Algunas tonterías se quitan pensando en las cabinas telefónicas. Me refiero a esas tonterías que pensamos algunos nostálgicos a veces: que la vida no debería renovarse nunca; que algunos sitios de la infancia deberían permanecer intactos para siempre. Lo pienso en estos días en los que me ha dado por revisitar paisajes y me he sorprendido autoengañándome a mí mismo: obviando los detalles que han cambiado y enfocando la mirada en lo inmutable; como si en lugar de analizar el parque donde solía jugar de niño estuviese analizando mis achaques.
Hablaba de las cabinas telefónicas porque son de las pocas cosas que todavía nos permiten medir con precisión cuánto hemos evolucionado. Al estar casi extintas, uno las descubre por la ciudad como si fuesen fósiles. Y si algo tienen los fósiles es que llevan varios siglos sin recibir una capita de pintura. Las cabinas telefónicas son vestigios de un pasado que se fue con la misma velocidad silenciosa con la que años después se implantó Whatsapp. Lo que nos dicen las que quedan —ultrajadas, inútiles y abandonadas—, es que ninguna infancia está exenta de la decadencia si no aprendemos que la mejor manera de mantener algo importante es renovarlo.
Es un juego de equilibrios, el del conservadurismo. Obliga a caminar por un alambre que se mantiene tenso entre dos tentaciones contrapuestas. El conservadurismo es un matrimonio cuarentón que se debate entre la apatía del sofá sin sentimientos y la revolución de esas nuevas formas fluidas de amar que sólo pueden conducirlo hasta el divorcio. El riesgo se esconde tanto en la posibilidad del abandono como en la de la metamorfosis sin sentido. Y la respuesta correcta suele ser la más sencilla, quizá por eso la más difícil de ver. Si riegas cada día tu jardín no sentirás la tentación de erradicar todos los jardines del planeta dentro de diez años, cuando te hayas convencido de que tu fracaso es la injusticia con la que el tiempo nos termina atrapando a todos. Lo que pasa es que regar exige algo tan peregrino como coger una manguera, que no es tan descansado ni atractivo como fantasear desde la cama con mundos futuros en los que el trabajo haya dejado de resultarnos necesario.

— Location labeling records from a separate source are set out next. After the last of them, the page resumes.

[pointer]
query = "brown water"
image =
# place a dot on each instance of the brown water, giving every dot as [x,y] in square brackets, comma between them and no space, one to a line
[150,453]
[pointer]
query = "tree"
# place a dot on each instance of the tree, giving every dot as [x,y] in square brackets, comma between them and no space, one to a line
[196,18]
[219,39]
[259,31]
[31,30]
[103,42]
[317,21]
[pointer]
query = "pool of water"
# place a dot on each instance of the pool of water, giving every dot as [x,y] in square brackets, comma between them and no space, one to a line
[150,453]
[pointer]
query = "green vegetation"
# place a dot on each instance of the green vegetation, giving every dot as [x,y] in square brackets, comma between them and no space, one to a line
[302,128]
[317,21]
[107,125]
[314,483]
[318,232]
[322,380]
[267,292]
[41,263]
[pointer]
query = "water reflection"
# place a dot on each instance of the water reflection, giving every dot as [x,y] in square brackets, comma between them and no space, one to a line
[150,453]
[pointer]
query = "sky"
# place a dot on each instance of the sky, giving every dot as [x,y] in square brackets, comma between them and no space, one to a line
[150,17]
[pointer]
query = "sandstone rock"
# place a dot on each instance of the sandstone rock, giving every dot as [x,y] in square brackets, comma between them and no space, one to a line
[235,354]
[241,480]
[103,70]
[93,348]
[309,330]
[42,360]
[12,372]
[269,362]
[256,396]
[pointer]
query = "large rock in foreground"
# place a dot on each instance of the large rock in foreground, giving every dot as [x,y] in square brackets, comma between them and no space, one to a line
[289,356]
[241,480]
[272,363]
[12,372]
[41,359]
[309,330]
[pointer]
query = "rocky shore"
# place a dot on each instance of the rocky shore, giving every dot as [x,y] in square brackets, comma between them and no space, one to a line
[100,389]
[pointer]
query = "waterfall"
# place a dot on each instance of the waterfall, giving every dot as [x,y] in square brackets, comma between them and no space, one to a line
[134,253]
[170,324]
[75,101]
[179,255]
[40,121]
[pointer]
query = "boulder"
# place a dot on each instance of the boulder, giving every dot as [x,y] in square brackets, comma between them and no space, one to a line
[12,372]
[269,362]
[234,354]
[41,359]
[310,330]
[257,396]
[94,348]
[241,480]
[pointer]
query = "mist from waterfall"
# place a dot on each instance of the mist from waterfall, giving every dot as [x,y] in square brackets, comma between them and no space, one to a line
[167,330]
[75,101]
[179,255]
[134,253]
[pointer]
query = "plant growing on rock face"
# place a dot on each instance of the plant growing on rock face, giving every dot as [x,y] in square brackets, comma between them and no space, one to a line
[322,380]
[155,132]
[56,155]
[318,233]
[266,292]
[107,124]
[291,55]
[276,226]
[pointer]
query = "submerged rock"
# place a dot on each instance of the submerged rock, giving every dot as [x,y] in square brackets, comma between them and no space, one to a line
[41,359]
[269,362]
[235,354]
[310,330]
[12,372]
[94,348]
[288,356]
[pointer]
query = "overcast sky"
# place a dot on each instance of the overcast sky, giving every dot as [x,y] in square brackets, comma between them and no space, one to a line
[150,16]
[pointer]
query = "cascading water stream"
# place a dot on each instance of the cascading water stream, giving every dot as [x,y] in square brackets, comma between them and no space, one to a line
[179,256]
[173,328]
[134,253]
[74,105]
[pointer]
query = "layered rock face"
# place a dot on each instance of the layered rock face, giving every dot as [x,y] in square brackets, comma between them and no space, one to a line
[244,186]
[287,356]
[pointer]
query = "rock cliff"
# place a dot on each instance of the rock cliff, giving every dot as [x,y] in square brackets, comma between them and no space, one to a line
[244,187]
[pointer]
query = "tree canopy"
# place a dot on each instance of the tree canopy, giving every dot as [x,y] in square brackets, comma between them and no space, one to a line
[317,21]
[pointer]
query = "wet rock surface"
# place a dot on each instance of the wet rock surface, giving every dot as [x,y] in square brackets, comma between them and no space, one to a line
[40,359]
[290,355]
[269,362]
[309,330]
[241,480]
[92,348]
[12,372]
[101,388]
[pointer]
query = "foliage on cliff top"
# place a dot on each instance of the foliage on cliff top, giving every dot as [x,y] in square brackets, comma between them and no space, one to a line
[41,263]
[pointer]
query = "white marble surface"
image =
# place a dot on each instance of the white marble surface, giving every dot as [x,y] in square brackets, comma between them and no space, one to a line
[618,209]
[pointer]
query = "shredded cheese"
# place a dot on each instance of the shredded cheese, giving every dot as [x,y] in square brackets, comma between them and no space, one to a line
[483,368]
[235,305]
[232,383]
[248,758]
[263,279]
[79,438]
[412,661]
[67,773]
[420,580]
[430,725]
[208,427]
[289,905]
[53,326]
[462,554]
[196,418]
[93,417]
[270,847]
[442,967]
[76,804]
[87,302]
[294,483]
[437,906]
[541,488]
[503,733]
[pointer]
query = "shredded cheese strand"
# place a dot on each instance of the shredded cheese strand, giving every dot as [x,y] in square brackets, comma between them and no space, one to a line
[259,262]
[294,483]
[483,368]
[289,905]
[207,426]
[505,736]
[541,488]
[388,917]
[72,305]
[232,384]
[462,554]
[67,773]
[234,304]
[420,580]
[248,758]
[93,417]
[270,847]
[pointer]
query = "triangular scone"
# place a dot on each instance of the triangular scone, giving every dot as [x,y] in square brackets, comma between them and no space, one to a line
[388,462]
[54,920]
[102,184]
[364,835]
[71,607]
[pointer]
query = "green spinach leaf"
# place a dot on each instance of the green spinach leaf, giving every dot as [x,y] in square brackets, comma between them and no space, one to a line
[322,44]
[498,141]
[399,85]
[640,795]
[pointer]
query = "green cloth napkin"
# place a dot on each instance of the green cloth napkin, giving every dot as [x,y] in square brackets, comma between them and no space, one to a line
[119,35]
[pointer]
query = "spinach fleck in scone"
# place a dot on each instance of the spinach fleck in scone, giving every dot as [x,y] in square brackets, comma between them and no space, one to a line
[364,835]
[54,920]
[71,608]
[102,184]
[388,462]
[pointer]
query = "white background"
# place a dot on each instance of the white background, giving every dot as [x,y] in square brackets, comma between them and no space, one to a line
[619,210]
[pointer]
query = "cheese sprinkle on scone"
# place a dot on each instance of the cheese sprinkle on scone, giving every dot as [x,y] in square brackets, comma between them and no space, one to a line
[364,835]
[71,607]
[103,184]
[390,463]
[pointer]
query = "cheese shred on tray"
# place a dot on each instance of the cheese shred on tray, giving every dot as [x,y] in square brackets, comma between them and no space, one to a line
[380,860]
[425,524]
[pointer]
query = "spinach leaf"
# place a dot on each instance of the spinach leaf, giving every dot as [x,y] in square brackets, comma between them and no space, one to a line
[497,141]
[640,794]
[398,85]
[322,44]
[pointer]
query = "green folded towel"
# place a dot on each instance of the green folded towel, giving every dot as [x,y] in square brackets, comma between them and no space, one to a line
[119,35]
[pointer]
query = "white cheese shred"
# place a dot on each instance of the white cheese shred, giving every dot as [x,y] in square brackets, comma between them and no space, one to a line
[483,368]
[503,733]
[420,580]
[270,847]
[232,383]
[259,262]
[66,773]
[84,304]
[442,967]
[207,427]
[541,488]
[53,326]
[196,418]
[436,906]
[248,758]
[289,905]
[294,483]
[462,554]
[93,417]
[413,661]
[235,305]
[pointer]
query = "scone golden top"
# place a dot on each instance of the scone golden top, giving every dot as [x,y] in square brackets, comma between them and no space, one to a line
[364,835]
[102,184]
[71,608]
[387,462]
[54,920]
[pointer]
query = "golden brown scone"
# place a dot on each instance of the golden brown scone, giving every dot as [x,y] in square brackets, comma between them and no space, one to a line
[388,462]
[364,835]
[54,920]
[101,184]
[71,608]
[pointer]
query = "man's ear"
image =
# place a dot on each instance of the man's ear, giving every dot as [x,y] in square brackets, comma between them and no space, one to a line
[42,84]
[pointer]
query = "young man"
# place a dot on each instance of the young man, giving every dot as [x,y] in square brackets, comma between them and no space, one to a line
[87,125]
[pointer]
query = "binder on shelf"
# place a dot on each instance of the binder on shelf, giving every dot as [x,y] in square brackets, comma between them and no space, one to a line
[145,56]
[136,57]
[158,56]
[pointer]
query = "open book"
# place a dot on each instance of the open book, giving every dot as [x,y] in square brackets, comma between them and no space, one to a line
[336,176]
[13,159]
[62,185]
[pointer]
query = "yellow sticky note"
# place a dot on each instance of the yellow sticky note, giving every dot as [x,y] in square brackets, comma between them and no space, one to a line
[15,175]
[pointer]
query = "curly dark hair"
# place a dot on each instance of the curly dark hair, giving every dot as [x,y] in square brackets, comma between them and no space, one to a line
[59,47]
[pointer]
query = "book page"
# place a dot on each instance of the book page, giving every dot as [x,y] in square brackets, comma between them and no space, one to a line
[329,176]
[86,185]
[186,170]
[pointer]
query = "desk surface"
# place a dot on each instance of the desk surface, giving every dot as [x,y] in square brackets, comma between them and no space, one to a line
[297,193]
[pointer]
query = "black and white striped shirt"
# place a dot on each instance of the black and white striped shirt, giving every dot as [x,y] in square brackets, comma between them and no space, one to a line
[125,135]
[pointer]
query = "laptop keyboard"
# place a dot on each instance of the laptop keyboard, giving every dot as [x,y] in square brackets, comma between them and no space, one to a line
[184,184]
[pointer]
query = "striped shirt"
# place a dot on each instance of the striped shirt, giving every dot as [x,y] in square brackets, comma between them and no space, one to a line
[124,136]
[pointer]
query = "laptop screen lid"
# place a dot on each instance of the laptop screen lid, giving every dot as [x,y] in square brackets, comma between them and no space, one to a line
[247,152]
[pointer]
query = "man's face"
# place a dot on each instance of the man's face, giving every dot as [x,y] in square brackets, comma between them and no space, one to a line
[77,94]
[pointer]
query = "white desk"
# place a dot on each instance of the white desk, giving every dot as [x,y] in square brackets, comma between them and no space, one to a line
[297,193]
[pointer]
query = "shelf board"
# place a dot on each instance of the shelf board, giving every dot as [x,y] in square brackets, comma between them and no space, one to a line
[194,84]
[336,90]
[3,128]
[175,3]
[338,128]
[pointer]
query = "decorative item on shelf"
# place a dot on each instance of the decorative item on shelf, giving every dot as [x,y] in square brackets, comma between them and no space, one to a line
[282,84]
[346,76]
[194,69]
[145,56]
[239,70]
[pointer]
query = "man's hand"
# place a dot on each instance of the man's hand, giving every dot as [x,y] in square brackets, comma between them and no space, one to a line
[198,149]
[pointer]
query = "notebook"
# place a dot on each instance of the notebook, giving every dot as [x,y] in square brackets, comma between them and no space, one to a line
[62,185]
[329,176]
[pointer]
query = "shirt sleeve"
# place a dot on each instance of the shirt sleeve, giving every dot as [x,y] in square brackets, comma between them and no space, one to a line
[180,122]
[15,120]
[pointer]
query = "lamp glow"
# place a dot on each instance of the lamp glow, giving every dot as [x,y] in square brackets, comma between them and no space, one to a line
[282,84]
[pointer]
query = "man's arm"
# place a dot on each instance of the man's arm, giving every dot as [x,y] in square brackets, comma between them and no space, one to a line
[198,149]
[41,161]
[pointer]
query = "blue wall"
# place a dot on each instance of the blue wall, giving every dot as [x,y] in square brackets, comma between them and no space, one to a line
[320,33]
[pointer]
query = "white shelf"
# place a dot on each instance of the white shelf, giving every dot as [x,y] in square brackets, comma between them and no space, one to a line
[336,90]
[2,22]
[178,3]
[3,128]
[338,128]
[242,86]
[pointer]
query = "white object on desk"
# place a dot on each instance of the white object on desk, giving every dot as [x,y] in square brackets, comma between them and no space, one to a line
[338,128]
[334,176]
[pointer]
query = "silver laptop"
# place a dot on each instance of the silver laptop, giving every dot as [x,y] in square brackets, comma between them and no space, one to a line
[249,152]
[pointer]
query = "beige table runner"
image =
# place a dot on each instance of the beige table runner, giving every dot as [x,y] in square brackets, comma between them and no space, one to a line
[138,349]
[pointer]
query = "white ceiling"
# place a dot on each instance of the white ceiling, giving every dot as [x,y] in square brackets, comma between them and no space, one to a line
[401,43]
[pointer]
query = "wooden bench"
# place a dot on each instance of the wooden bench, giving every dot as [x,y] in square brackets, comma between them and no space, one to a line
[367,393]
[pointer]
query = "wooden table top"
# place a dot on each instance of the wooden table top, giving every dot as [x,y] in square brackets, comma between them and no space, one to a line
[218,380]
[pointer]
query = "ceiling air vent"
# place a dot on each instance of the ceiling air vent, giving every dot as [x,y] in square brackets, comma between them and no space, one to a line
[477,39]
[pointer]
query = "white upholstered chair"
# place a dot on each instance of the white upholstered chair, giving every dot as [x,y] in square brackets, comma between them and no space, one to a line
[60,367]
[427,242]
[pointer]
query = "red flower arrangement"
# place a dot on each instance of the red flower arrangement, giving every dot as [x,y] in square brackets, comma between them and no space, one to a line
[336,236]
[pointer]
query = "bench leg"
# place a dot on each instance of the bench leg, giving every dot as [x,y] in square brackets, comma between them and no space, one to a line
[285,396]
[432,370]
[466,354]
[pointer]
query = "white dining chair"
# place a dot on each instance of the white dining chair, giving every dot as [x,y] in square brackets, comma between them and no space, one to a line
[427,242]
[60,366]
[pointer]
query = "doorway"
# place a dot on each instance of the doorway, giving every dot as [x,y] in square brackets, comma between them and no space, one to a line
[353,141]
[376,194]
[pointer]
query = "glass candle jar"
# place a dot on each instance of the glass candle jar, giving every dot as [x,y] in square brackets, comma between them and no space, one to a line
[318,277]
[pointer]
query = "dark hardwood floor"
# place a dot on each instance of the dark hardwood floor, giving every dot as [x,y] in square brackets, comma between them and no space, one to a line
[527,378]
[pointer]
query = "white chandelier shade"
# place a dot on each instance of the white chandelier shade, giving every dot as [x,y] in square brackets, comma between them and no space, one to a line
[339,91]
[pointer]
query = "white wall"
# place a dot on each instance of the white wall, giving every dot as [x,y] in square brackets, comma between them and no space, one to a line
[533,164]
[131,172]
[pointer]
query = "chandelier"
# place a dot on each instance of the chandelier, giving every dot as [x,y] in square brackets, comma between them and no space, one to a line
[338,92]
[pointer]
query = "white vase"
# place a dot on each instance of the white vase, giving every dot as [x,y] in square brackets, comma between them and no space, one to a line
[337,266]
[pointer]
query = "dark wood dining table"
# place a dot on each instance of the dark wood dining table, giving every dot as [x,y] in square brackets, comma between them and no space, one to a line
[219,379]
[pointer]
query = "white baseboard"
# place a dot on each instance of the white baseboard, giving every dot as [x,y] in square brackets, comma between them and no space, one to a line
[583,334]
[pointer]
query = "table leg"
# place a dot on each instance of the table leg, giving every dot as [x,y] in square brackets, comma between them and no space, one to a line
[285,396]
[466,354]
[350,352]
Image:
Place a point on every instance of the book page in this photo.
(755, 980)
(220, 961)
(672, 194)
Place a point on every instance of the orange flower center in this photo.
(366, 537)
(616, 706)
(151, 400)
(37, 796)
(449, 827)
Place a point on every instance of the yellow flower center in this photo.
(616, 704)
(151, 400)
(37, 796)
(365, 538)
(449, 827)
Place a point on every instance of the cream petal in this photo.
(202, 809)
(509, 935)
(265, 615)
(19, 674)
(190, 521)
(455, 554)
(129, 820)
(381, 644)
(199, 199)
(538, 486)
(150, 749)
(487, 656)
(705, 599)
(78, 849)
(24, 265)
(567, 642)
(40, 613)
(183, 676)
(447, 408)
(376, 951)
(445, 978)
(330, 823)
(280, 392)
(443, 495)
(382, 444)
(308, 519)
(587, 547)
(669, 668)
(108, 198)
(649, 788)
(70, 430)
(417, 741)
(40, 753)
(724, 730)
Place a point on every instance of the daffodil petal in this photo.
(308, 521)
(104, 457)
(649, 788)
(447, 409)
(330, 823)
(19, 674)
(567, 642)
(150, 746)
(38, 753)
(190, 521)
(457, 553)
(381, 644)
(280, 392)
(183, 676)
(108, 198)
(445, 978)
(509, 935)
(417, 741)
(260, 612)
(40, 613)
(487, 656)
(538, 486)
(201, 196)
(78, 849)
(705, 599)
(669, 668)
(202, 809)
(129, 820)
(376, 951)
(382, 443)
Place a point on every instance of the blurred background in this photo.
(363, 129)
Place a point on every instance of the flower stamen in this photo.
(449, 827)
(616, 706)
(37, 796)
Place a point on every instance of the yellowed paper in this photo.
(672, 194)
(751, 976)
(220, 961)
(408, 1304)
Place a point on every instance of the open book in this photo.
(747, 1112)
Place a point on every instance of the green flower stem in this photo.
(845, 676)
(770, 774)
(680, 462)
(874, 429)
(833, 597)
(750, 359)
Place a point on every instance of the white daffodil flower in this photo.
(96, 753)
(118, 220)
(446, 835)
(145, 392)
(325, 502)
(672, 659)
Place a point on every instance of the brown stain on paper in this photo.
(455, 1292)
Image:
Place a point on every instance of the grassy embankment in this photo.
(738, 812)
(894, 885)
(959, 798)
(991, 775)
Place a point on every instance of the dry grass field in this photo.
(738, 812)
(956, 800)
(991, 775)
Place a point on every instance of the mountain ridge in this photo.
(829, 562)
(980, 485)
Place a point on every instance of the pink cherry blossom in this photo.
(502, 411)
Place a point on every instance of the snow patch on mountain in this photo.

Pensaba en todo esto, como digo, ahora que me ha dado por revisitar paisajes de mi infancia. Y lo pensaba, mientras los revisitaba, leyendo la prensa y dejándome llevar por la tentación de que hay pasados que son mejores que el presente, por supuesto. Y que si los perdimos fue porque no supimos hacer que fuesen progresando con nosotros. No lo digo por las quejas que pintan ahora la política como un juego de máscaras cada vez menos sofísticado. Al fin y al cabo, ni siquiera sé si la cosa ha cambiado demasiado con respecto a hace un siglo, cuando Galdós le decía a Camba que lo que ocurría en el Parlamento era una mera pantomima. Lo digo más bien porque al menos antes parecía haber ideas sobre las que construir la farsa en el Congreso. Hoy es como si todo lo enjundioso llevase milenios abandonado y lo único que nos importase fuese su carcasa. Los partidos se me antojan como cabinas rositas supercuquis; cubos de un azul moderado, aseadísimo e insulso; pero descuelgas el teléfono y ninguna te da tono.